Richard Stacy has written a great post about how all the people wringing their hands about Social Media Measurement are looking at the wrong thing.
I would take it one step further and argue that all of marketing is looking at the wrong things.
Every morning, I grab a free copy of The Berlin Daily Sun from the kiosk in front of our building. I read it for the local news and gossip and real estate transactions, and its great. But every day I have to dig thru a foot-deep layer of flyers and coupons to get to the actual paper. Clearly I am not alone in ignoring those flyers and coupons. It looks like most of the folks that get the paper from this kiosk grab the paper and leave the coupons behind. But somewhere out there there's a marketer who has been sold on the notion that his insert into the Berlin Daily Sun "reaches" all the eyeballs in Berlin, when in fact, the only eyeballs his/her ad is reaching are those of the mice in the recycling bin.
I sat in on a discussion of the value of "coupons" which are clearly a step up from flyers because you can actually count the number of people that redeem them. But somewhere along the line haven't we missed the point.

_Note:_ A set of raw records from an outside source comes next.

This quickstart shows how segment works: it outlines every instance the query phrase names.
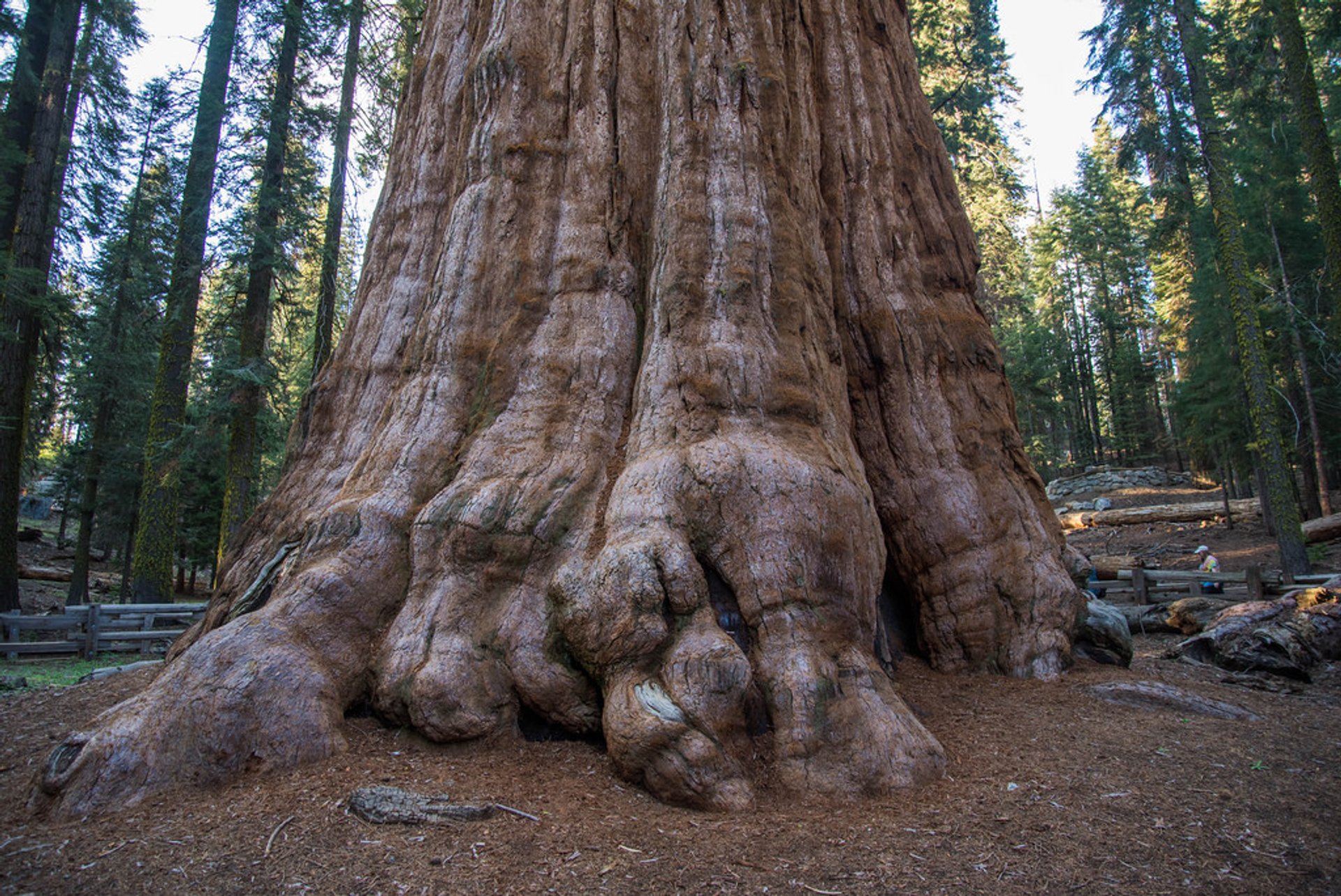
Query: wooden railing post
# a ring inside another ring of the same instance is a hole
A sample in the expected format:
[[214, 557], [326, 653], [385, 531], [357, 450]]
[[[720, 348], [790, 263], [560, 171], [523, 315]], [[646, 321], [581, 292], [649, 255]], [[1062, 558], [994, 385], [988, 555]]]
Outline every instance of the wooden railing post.
[[1145, 585], [1145, 570], [1136, 567], [1132, 570], [1132, 590], [1136, 592], [1136, 604], [1145, 606], [1151, 602], [1151, 594]]
[[98, 653], [98, 628], [101, 620], [98, 618], [101, 604], [89, 605], [89, 621], [84, 624], [84, 645], [80, 656], [86, 660], [91, 660]]
[[[9, 641], [11, 644], [16, 644], [19, 641], [19, 632], [20, 630], [21, 629], [19, 628], [19, 625], [16, 622], [11, 622], [9, 620], [4, 621], [4, 640], [5, 641]], [[17, 660], [19, 655], [16, 652], [13, 652], [13, 651], [9, 651], [8, 653], [5, 653], [5, 659]]]

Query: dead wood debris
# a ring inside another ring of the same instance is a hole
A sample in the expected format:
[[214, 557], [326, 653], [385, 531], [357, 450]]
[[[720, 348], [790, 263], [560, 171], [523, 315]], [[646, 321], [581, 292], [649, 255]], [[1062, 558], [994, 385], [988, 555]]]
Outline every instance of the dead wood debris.
[[1176, 710], [1180, 714], [1204, 715], [1212, 719], [1261, 720], [1261, 716], [1240, 706], [1203, 697], [1159, 681], [1109, 681], [1085, 688], [1085, 691], [1100, 700], [1139, 710]]
[[359, 787], [349, 797], [349, 810], [374, 825], [433, 825], [484, 821], [498, 806], [453, 803], [447, 794], [429, 797], [401, 787]]

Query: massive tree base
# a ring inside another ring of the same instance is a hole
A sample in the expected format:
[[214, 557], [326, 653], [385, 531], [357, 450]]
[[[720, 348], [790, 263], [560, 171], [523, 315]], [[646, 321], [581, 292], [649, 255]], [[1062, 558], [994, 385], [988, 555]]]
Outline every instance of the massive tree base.
[[[208, 618], [58, 747], [111, 809], [337, 751], [601, 732], [656, 795], [884, 793], [881, 660], [1053, 675], [1080, 592], [901, 3], [430, 4], [359, 298]], [[184, 652], [181, 652], [184, 651]]]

It's not about reaching eyeballs, or even about reaching people who redeem coupons, or for that matter respond to coupons delivered via a cell phone.
Isn't it about driving sales/revenue/business/donations or what ever you are trying to achieve IN THE MOST COST EFFECTIVE WAY POSSIBLE. What does it cost to drive sales via coupons vs text messages vs banner ads. If it costs you $100 to get that one person in your store via a coupon, and $.15 via a text message or $.001 via Twitter, where are you going to invest in in the future?
Isn't it about time that we looked not at the "CPM" -- or the cost to REACH a thousand people, but at the cost per sale or cost per engagement? It's all fine and dandy to wish for the "ROI" Holy Grail, but come on folks, isn't it really about delivering better, more cost-effective programs. I'll go out on a limb and suggest that you should be commparing the ROI for your various programs not based on how many eyeballs you reached but on sales, engagement and how many relatioships you improved.